Sólo a Berlín le agrada el Tratado de Niza

El principal contenido del Tratado de Niza aprobado ayer en toda la UE es el nuevo reparto de poder que habrá en la Unión una vez incorporados nuevos socios. Por primera vez en la historia de la UE, Alemania tendrá más peso que ningún otro país en el Consejo, el centro de toma de decisiones. Niza rompió así el pacto en el que se basó el nacimiento de la UE: el equilibrio de fuerza entre París y Berlín. En diciembre de 2000, cuando se firmó el Tratado, de la ciudad francesa sólo se fue contento el canciller Gerhard Schröder. Los demás, como la Comisión o la Eurocámara, lo criticaron, pero sobre todo los dirigentes de países pequeños, como Irlanda, que resultaron perjudicados.
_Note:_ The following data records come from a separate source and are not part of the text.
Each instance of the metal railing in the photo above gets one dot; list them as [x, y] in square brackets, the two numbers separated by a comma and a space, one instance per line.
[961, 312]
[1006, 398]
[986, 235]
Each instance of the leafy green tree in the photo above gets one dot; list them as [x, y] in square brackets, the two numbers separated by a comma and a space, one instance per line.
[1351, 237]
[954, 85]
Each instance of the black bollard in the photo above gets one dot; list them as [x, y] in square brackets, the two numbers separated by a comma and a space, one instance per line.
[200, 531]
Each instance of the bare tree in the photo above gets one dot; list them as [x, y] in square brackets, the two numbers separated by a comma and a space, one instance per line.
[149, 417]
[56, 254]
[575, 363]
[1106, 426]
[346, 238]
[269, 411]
En el Consejo, los países más grandes (Alemania, Francia, Reino Unido e Italia) tienen hoy 10 votos cada uno (España, ocho). El más pequeño, Luxemburgo, tiene dos. Tras la ampliación, los grandes tendrán 27 y el más pequeño, tres. Por tanto, el desequilibrio se agranda. Pero, además, cualquiera puede pedir que, tras aprobar algo en votación, se compruebe que la decisión está apoyada por el 62% de la población total de la UE. Es ahí donde Alemania (el más poblado, con 82 millones) logró su ventaja sobre Francia en el Consejo.
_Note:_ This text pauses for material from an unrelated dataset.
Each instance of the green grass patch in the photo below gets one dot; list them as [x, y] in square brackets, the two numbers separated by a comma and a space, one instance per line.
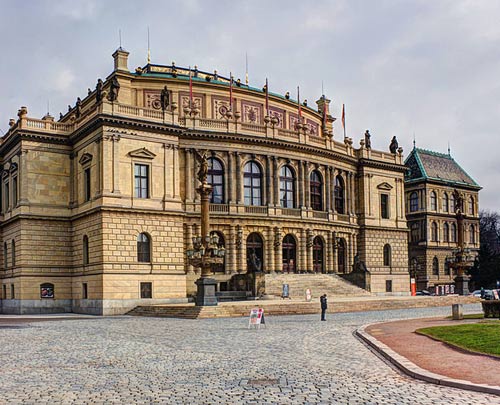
[469, 316]
[481, 337]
En el Parlamento Europeo, Berlín agrandó su poderío sobre todos los socios. En una Eurocámara que pasará de 626 representantes a 732, Alemania mantendrá sus actuales 99 escaños, pero todos los demás perderán (Francia, por ejemplo, de 87 a 72) para dejar asientos a los que llegan del Este. Irlanda tiene 15 y tendrá 12.
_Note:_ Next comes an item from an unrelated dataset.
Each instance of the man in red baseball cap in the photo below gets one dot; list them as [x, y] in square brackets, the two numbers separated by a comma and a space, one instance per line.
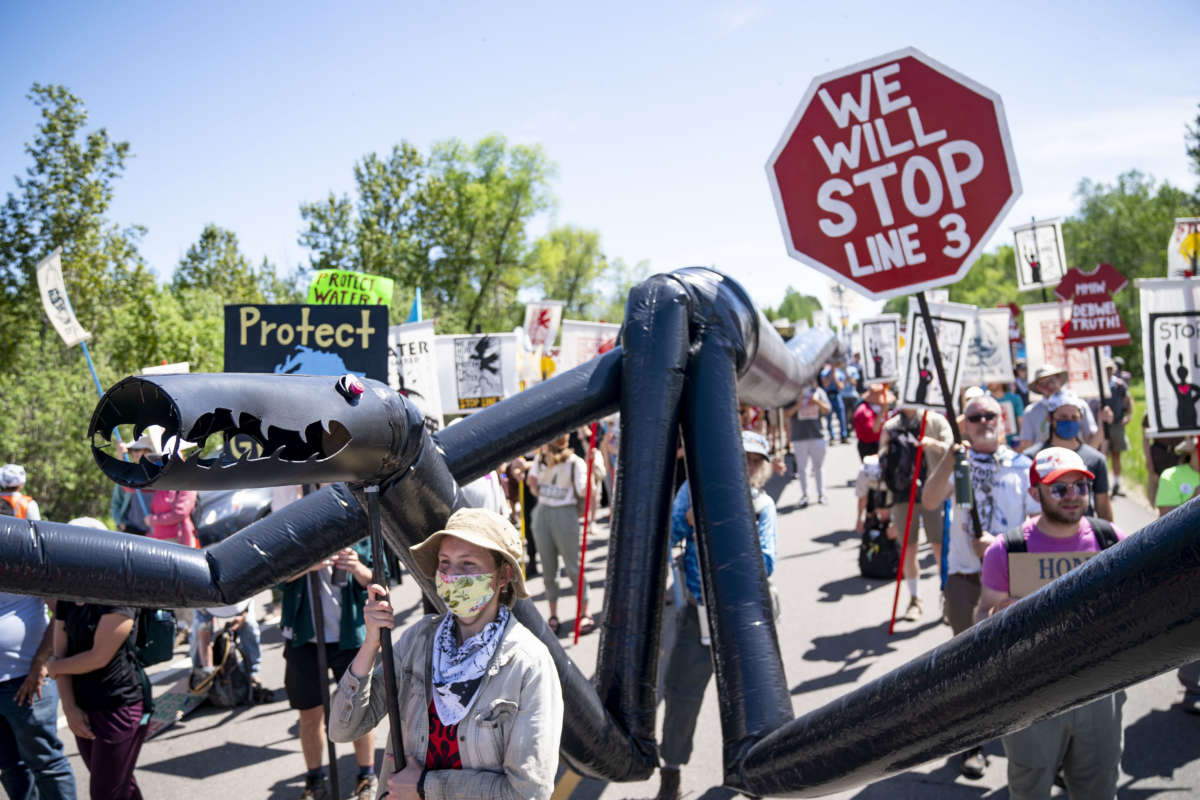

En el caso de la Comisión, Niza no garantiza que en el futuro todo país tenga a un comisario de su nacionalidad, lo que molestó igualmente a los pequeños. En Irlanda, no obstante, fue más polémica en la campaña la parte del Tratado que convierte en operativa la fuerza militar de intervención de la UE, algo que los partidarios del no interpretaron como el fin de la neutralidad.